G. Submission to Congress and the Comptroller General

    The Congressional Review Act, 5 U.S.C. 801 et seq., as added by the 
Small Business Regulatory Enforcement Fairness Act of 1996, generally 
provides that before a rule may take effect, the agency promulgating 
the rule must submit a rule report, which includes a copy of the rule, 
to each House of the Congress and to the Comptroller General of the 
United States. EPA will submit a report containing this rule and other 
required information to the U.S. Senate, the U.S. House of 
Representatives, and the Comptroller General of the United States prior 
to publication of the rule in the Federal Register.

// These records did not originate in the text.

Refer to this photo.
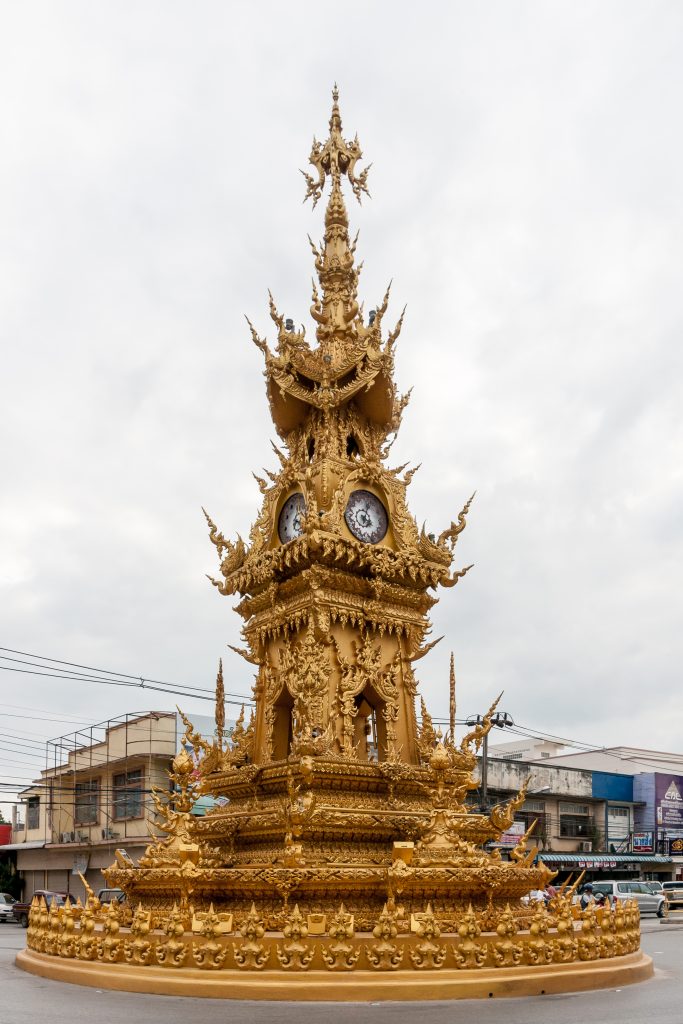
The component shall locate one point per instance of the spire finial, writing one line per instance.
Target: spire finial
(220, 704)
(452, 705)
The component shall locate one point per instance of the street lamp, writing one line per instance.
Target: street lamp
(501, 720)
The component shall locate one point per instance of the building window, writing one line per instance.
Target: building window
(33, 813)
(86, 802)
(127, 802)
(574, 821)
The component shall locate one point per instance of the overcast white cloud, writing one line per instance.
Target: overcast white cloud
(527, 203)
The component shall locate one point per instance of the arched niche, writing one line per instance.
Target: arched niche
(282, 725)
(369, 726)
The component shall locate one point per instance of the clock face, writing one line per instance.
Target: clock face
(367, 517)
(290, 524)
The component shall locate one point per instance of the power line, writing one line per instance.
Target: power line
(119, 678)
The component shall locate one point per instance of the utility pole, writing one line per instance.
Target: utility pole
(501, 720)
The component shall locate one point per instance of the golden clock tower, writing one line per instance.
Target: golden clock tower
(335, 581)
(340, 858)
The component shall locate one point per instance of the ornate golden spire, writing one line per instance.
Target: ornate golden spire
(220, 704)
(334, 158)
(351, 361)
(452, 702)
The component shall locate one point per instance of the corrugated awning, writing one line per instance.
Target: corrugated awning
(598, 859)
(23, 846)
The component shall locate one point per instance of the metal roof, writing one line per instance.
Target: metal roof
(603, 858)
(37, 845)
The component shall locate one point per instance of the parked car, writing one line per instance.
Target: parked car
(6, 904)
(648, 902)
(674, 892)
(20, 910)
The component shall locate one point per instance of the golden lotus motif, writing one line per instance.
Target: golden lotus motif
(341, 842)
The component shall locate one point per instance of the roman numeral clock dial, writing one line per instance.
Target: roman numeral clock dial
(367, 517)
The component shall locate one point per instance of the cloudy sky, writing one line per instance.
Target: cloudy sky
(527, 194)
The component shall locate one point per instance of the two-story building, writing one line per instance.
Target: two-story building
(94, 796)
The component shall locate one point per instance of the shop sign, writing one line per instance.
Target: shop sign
(513, 835)
(81, 862)
(669, 801)
(643, 843)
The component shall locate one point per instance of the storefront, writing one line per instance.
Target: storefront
(609, 865)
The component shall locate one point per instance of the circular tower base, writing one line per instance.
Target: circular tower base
(357, 986)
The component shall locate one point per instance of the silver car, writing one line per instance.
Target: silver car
(648, 902)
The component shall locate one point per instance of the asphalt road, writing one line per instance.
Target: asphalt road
(30, 999)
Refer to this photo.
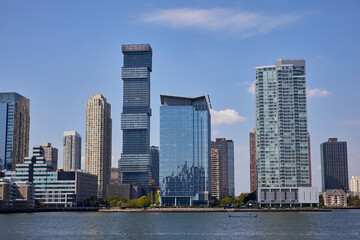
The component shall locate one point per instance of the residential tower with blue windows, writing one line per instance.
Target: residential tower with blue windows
(185, 144)
(14, 129)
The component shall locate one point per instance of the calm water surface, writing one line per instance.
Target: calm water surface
(338, 224)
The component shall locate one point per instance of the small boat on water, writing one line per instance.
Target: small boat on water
(243, 216)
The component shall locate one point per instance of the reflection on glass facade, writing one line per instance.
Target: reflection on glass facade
(14, 129)
(154, 152)
(281, 125)
(185, 143)
(134, 165)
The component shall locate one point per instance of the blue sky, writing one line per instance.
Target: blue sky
(59, 53)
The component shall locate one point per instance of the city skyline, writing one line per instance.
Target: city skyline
(56, 58)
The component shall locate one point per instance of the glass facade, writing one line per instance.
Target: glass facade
(281, 125)
(134, 165)
(154, 152)
(226, 167)
(14, 129)
(185, 157)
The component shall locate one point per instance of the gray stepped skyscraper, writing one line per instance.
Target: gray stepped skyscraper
(14, 129)
(134, 165)
(334, 165)
(282, 154)
(71, 151)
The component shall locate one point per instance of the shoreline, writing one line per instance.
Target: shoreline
(171, 210)
(199, 210)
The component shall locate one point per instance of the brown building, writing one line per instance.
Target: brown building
(335, 198)
(215, 173)
(253, 178)
(98, 141)
(51, 155)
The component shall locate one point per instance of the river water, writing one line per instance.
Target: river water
(338, 224)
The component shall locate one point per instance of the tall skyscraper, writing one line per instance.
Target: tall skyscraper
(185, 144)
(134, 165)
(98, 141)
(355, 184)
(71, 150)
(309, 149)
(282, 154)
(215, 173)
(253, 178)
(14, 129)
(334, 166)
(155, 155)
(226, 166)
(51, 155)
(281, 125)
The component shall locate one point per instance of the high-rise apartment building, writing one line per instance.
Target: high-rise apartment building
(98, 141)
(50, 155)
(14, 129)
(155, 155)
(215, 173)
(226, 166)
(71, 150)
(252, 143)
(355, 184)
(185, 144)
(334, 165)
(134, 165)
(282, 154)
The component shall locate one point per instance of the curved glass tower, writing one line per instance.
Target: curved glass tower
(185, 144)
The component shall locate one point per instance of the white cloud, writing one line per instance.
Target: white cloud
(313, 93)
(227, 116)
(244, 23)
(350, 123)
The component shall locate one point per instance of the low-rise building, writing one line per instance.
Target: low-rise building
(335, 198)
(128, 191)
(55, 188)
(288, 197)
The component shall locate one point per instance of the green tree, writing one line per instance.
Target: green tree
(143, 202)
(112, 201)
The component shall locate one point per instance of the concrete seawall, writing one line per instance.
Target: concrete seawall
(197, 210)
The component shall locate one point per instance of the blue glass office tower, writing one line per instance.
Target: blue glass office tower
(185, 144)
(134, 165)
(14, 129)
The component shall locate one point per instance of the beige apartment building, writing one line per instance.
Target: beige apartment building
(98, 141)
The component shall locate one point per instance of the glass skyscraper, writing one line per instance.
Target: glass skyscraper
(134, 165)
(185, 144)
(14, 129)
(334, 165)
(226, 166)
(281, 125)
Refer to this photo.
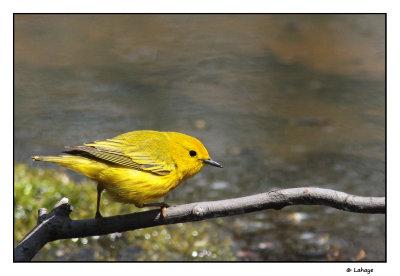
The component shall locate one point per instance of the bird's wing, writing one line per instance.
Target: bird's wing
(140, 156)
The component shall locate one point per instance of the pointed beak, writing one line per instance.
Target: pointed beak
(212, 162)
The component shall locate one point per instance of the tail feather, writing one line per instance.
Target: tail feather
(46, 158)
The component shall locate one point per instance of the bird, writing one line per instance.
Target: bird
(136, 167)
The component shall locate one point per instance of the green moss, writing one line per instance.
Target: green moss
(35, 188)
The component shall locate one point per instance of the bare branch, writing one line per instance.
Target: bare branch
(58, 225)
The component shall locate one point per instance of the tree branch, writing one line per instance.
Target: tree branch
(58, 225)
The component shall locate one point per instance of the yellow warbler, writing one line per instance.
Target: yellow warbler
(137, 167)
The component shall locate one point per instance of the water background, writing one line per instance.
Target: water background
(280, 100)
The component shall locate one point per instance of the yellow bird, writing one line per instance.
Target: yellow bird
(137, 167)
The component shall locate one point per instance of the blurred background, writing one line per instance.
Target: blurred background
(280, 100)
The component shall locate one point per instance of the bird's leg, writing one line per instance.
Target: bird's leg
(162, 205)
(99, 190)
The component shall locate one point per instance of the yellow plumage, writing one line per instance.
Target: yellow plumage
(137, 167)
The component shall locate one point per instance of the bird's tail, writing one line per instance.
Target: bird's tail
(54, 159)
(86, 166)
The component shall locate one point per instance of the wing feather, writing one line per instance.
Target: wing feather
(126, 153)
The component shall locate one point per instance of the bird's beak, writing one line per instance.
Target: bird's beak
(212, 162)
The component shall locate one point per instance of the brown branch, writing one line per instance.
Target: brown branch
(58, 225)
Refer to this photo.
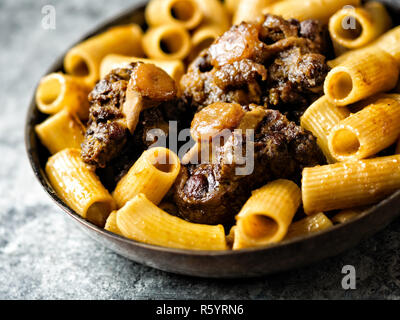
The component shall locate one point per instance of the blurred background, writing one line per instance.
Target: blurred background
(42, 253)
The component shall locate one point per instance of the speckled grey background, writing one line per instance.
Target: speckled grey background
(44, 256)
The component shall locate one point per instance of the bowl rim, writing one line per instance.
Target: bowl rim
(38, 171)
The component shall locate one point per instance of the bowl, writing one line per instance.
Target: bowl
(279, 257)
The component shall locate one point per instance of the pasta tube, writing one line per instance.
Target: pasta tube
(349, 184)
(308, 225)
(142, 220)
(185, 13)
(169, 42)
(203, 38)
(152, 174)
(78, 186)
(309, 9)
(214, 14)
(367, 73)
(266, 216)
(320, 118)
(60, 131)
(249, 10)
(371, 21)
(111, 224)
(175, 68)
(366, 132)
(398, 147)
(84, 59)
(388, 42)
(347, 215)
(58, 91)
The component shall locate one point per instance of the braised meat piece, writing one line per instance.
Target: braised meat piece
(125, 105)
(214, 192)
(277, 63)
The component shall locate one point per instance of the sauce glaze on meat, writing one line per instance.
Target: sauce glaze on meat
(272, 62)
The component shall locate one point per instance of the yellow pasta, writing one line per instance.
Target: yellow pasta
(266, 216)
(370, 22)
(366, 132)
(185, 13)
(111, 224)
(84, 59)
(167, 42)
(58, 91)
(142, 220)
(152, 174)
(203, 38)
(175, 68)
(214, 14)
(368, 72)
(308, 225)
(398, 147)
(309, 9)
(388, 42)
(320, 118)
(60, 131)
(347, 215)
(78, 186)
(347, 185)
(249, 10)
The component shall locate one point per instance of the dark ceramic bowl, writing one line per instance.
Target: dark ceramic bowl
(226, 264)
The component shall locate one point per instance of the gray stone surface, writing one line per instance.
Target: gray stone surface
(44, 256)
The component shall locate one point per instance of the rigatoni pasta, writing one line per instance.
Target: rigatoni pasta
(60, 131)
(58, 91)
(175, 68)
(367, 73)
(278, 64)
(78, 185)
(141, 220)
(369, 22)
(320, 118)
(308, 225)
(366, 132)
(167, 42)
(111, 224)
(152, 174)
(309, 9)
(84, 59)
(266, 216)
(349, 184)
(186, 13)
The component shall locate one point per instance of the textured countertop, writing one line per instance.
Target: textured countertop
(42, 253)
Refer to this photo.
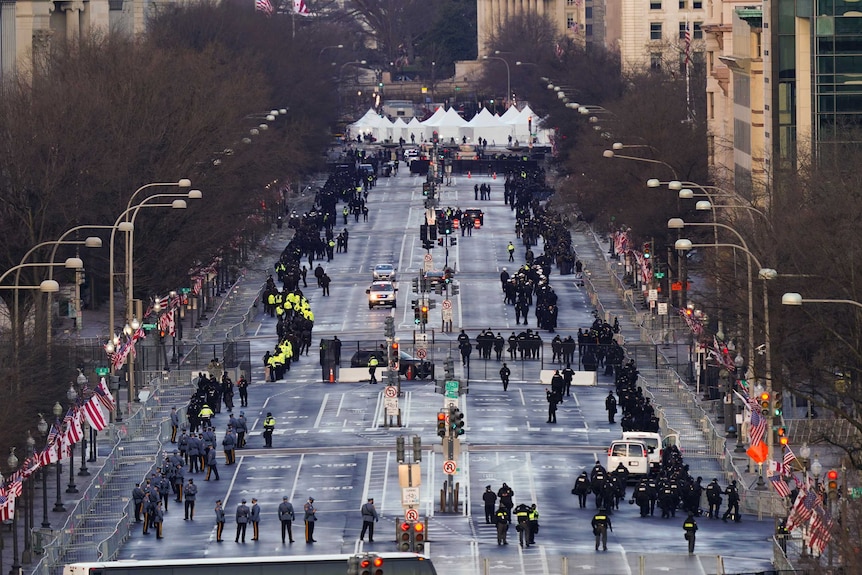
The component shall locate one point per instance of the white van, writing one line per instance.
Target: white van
(654, 442)
(632, 454)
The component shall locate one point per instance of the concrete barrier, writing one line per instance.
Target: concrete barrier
(581, 378)
(355, 374)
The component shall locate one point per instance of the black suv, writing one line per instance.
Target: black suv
(420, 368)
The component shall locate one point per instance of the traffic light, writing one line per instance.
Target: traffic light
(399, 449)
(417, 449)
(456, 421)
(441, 424)
(832, 482)
(764, 403)
(371, 565)
(449, 369)
(418, 537)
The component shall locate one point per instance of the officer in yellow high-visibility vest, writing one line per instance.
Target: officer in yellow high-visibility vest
(601, 523)
(372, 369)
(268, 428)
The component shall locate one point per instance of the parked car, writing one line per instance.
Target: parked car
(633, 454)
(408, 366)
(383, 272)
(382, 293)
(477, 215)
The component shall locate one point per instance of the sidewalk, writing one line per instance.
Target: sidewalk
(707, 449)
(87, 516)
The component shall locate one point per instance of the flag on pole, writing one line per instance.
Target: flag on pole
(687, 41)
(264, 6)
(103, 394)
(780, 486)
(94, 415)
(821, 531)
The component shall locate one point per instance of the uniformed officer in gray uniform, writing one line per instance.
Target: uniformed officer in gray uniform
(286, 515)
(191, 492)
(242, 514)
(255, 519)
(369, 516)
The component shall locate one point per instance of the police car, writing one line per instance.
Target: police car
(381, 293)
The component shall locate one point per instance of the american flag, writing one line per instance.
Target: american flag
(757, 428)
(802, 509)
(103, 394)
(821, 531)
(780, 486)
(687, 40)
(264, 6)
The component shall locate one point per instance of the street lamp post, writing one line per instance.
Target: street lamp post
(763, 274)
(508, 77)
(12, 462)
(82, 382)
(58, 504)
(42, 428)
(126, 223)
(72, 396)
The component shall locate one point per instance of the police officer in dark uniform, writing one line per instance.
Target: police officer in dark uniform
(713, 497)
(286, 515)
(242, 514)
(690, 526)
(732, 503)
(582, 489)
(490, 499)
(219, 511)
(601, 524)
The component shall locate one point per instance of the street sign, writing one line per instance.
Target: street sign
(452, 389)
(410, 496)
(391, 406)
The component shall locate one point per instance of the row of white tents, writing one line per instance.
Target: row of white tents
(449, 126)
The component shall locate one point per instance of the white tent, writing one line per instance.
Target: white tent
(448, 127)
(399, 130)
(415, 131)
(485, 125)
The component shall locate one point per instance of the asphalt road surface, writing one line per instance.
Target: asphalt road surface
(332, 443)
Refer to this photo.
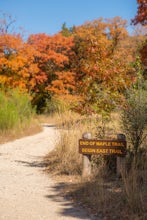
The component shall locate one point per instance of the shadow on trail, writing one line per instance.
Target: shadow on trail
(57, 194)
(70, 208)
(33, 164)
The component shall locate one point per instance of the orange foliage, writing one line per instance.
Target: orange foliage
(52, 58)
(17, 66)
(141, 16)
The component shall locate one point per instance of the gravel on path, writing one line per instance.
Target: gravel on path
(26, 192)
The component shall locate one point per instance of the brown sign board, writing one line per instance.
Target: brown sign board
(102, 147)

This rule is not a 
``major'' rule as defined by 5 U.S.C. 804(2).

H. Petitions for Judicial Review

    Under section 307(b)(1) of the Clean Air Act, petitions for 
judicial review of this action must be filed in the United States Court 
of Appeals for the appropriate circuit by August 27, 1999. Filing a 
petition for reconsideration by the Administrator of this final rule 
does not affect the finality of this rule for the purposes of judicial 
review nor does it extend the time within which a petition for judicial 
review may be filed, and shall not postpone the effectiveness of such 
rule or action. This action may not be challenged later in proceedings 
to enforce its requirements. (See section 307(b)(2).)

List of Subjects in 40 CFR Part 52

    Environmental protection, Air pollution control, Hydrocarbons, 
Incorporation by reference, Intergovernmental relations, Ozone, 
Reporting and recordkeeping requirements, Volatile organic compounds.

    Note: Incorporation by reference of the State Implementation 
Plan for the State of California was approved by the Director of the 
Federal Register on July 1, 1982.

    Dated: May 21, 1999.
Laura K. Yoshii,
Acting Regional Administrator,
Region IX.

    Part 52, Chapter I, Title 40 of the Code of Federal Regulations is 
amended as follows:

PART 52--[AMENDED]

    1. The authority citation for Part 52 continues to read as follows:

    Authority: 42 U.S.C. 7401 et seq.

Subpart F--California

    2. Section 52.220 is amended by adding paragraphs (c)(255)(i)(E), 
(261) and (262) to read as follows:


Sec. 52.220  Identification of plan.

* * * * *
    (c) * * *
    (255) * * *
    (i) * * *
    (E) Placer County Air Pollution Control District.
    (1) Rule 102, adopted June 19, 1997.
* * * * *
    (261) New and amended regulations for the following APCDs were 
submitted on January 12, 1999, by the Governor's designee.
    (i) Incorporation by reference.
    (A) Monterey Bay Unified Air Pollution Control District.
    (1) Rule 101, adopted November 12, 1998.
* * * * *
    (262) New and amended regulations for the following APCDs were 
submitted on February 16, 1999, by the Governor's designee.
    (i) Incorporation by reference.
    (A) Bay Area Air Quality Management District.
    (1) Regulation 1, adopted on October 7, 1998.
    (B) Ventura County Air Pollution Control District.
    (1) Rule 2, adopted November 10, 1998.